The sound of the back door closing is like a gunshot echoing around us.

I wait two seconds before my need for an answer to my previous question gets the better of me.

"Is. He. Mine?"

She shakes her head, a sad smile curling at her lips.

"No, Luc. He's not."

I stare at her, my blood boiling as another possibility hits me.

"No," I bark, my hands coming up to my hair, the flowers and card that I was holding long forgotten as they tumble to the ground. "He can't be Leon's. Please, please don't tell me that you and—"

"What?" she screeches, jumping from the deck. "No, he's not Leon's. Jesus, Luc. Why would you…" She trails off as she begins pacing back and forth in front of me.

"Then whose is he, Peyton? Because you can't honestly stand there and tell me that he's got nothing to do with me. You've seen his face, right? He looks just like me."

"Yes, Luc," she hisses. "I've seen his face. I've had to look at his face for the last five years and swallow down the pain in my chest every fucking time."

"Who is he, Peyton?" I ask, ignoring her comment.

"He… He's…" She blows out a breath, turning away from me momentarily and pulling at her hair. Spinning back around, her eyes capture mine and she takes a step closer.

Her face is set in anger, her usually bright silver eyes are a dark gray.

"I never once lied to you, Luca. NEVER," she seethes. "What I told you that day, I told you because I loved you, because you deserved to know what I'd overheard. I had no idea if it was true at the time. But that didn't matter because I didn't keep anything from you."

"Peyton," I growl, my patience long shattered.

She throws her arms up in defeat.

"He's your brother, Luc. He's your little b-brother."

She covers her face with her hands as a sob rips from her throat.

He's my…

"FUCK," I roar. It's so loud that a couple of birds rush from the trees above us. "FUCK."

I pull at my hair until it hurts, until I swear it's going to come free as my world tilts on its axis once more.

Stumbling back, I collide with the fence behind me and drop to my ass, trying to process what all of this means, but right now the only thing I can picture is fifteen-year-old Peyton with tears streaming down her cheeks, her bottom lip trembling as I shouted at her, called her a liar, told her that I'd never trust her again.

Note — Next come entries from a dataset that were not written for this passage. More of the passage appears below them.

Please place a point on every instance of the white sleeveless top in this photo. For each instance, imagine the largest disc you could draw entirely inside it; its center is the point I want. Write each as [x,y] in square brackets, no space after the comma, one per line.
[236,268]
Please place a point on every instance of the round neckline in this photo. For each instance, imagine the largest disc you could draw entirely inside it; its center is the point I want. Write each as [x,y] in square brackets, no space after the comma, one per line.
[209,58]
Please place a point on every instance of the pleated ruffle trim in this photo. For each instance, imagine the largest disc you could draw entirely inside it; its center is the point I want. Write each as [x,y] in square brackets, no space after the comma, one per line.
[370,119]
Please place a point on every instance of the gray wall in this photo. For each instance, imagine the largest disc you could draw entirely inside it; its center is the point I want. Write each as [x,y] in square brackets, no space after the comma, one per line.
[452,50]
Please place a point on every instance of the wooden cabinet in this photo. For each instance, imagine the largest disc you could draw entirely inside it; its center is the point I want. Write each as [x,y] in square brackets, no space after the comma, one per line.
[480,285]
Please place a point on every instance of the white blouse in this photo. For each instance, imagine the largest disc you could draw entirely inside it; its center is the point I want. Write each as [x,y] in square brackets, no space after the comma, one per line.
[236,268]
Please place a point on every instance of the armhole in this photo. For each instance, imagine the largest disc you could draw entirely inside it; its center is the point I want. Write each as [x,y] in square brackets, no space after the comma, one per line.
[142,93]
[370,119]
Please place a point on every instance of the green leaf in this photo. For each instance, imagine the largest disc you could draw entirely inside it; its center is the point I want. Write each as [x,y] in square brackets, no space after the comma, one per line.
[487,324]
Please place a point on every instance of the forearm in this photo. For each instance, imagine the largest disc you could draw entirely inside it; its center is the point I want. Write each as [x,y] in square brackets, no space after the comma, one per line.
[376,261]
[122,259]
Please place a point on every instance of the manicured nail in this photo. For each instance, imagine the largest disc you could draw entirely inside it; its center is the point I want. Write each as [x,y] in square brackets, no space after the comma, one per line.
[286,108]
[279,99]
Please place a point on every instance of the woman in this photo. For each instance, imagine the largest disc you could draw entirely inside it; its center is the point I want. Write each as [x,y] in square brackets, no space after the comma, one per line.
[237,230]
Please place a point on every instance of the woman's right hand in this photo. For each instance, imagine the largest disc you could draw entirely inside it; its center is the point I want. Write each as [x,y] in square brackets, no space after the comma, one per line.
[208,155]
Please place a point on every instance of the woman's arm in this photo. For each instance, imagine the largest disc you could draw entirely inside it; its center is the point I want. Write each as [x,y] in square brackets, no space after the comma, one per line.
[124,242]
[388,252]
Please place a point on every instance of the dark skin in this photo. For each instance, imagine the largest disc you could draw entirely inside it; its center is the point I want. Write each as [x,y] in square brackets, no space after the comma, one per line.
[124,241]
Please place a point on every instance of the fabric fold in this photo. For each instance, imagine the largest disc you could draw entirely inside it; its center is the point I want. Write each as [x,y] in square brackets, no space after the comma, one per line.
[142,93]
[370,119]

Emotion clogs my throat, tears burn the backs of my eyes, and I fight to keep them in as she curls into herself while lowering down to sit on the deck and sobs.

Tipping my head back, I stare up at the sky just watching the clouds move as I focus on just breathing.

My fists clench and unclench at my sides as I fight with myself not to just get up and walk away because fuck if that wouldn't be the easiest thing to do right now.